Framed original production animation cel of the Blue Fairy.

Jack Campbell's animation of the Blue Fairy closely followed live-action footage of Marge Champion (who was also the performance model for Snow White) under the direction of Hamilton Luske. The Blue Fairy, was the only female character (besides Cleo the fish) in the film "Pinocchio" and was voiced by Evelyn Venable, an American actress. Evelyn was also the model for the first ever Columbia Pictures Torch Lady.

Oskar Fischinger, a famous abstract filmmaker from Germany, who had been hired by Disney primarily to help with "Fantasia's" opening sequence of Toccata and Fugue in D Minor composed by Johann Sebastian Bach. The segment consisted of live-action of the orchestra playing the piece, illuminated by abstract light patterns set in time to the music and backed by stylized and superimposed shadows. Fischinger went on to be responsible for animation of the Blue Fairy's magic, including the effects surrounding her when she first enters Geppetto's workshop and the beams of light eminating from the Blue Fairy's wand.

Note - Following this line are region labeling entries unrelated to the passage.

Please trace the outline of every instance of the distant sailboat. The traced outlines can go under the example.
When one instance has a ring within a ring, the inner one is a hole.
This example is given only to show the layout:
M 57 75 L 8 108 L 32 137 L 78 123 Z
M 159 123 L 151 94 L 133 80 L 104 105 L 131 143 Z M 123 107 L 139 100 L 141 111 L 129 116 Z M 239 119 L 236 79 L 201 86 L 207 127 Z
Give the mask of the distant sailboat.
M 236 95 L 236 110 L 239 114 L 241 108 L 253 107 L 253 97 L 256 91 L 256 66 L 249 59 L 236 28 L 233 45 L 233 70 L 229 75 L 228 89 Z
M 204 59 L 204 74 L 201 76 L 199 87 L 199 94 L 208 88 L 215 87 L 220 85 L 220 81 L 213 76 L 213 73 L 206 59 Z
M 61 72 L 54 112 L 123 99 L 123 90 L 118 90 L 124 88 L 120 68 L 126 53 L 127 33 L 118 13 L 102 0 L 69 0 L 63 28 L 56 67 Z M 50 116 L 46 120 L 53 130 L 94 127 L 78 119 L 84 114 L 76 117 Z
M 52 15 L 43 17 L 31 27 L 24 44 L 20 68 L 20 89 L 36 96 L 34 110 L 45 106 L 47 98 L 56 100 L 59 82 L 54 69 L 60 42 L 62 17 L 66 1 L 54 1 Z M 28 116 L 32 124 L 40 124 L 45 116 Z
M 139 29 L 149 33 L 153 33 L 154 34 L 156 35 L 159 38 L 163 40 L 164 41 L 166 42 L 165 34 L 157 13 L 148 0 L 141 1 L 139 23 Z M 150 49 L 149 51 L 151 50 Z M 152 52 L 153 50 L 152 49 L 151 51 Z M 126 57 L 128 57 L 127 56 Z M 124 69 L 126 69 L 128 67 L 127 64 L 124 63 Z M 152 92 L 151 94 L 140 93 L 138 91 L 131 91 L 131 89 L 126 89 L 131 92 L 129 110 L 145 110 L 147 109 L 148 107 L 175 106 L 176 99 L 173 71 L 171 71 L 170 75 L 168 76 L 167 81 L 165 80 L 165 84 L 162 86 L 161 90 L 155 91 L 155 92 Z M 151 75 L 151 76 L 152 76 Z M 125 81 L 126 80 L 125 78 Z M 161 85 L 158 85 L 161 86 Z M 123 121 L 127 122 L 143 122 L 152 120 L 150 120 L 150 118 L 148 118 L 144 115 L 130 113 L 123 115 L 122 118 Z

Close up of the custom engraved brass title plaque.

This is an extremely rare original production cel of the Blue Fairy. The cel is from one of the greatest scenes in the film, which occurs after Pinocchio has become Stromboli's star attraction as a marionette who is able to sing and dance without strings. Pinocchio wants to go home, but Stromboli locks him inside of a birdcage. Jiminy Cricket arrives to try and help him, but is unable to free Pinocchio from the cage. Suddenly the Blue Fairy appears, and asks Pinocchio why he is not in school. Although Jiminy urges Pinocchio to tell the truth, he starts telling lies; which causes his nose to grow longer and longer. This cel is from that famous scene when Pinocchio is telling the Blue Fairy that he wasn't in school because he had met somebody, two big monsters with green eyes. The Blue Fairy then asks, "Monsters? Weren't you afraid?" This is a wonderful cel from that exact point in the film. Original production cels of the Blue Fairy are very rare, with only a handful existing in the open market. The image of her is absolutely spectacular; she is eyes and mouth open, holding her magic wand, and her wings are clearly visible. This would make a great addition to any serious animation art collection! The complete dialog for the scene is below:

Blue Fairy: "Pinocchio, why didn't you go to school?"
Pinocchio: "I was going to school till I met somebody."
Blue Fairy: "Met somebody?"
Pinocchio: "Yeah. Two big monsters... with big, green eyes."
Blue Fairy:  "Why... Monsters? Weren't you afraid?"
Pinocchio: "No, ma'am, but they tied me in a big sack."
Blue Fairy: "You don't say!" And where was Sir Jiminy?"
Pinocchio: "Oh. Jiminy?"
Jiminy Cricket: "Leave me out of this."
Pinocchio: "They put him in a little sack."
Blue Fairy: "No!"
Pinocchio: "Yeah!"
Blue Fairy: " How did you escape? - I didn't."
Pinocchio: "They chopped me into firewood! Oh! Oh, look! My nose! What's happened?"
Blue Fairy: "Perhaps you haven't been telling the truth, Pinocchio."
Pinocchio: "Oh, but I have. Every single word! Oh, please, help me. I'm awful sorry."
Blue Fairy: "You see, Pinocchio, a lie keeps growing and growing until it's as plain as the nose on your face."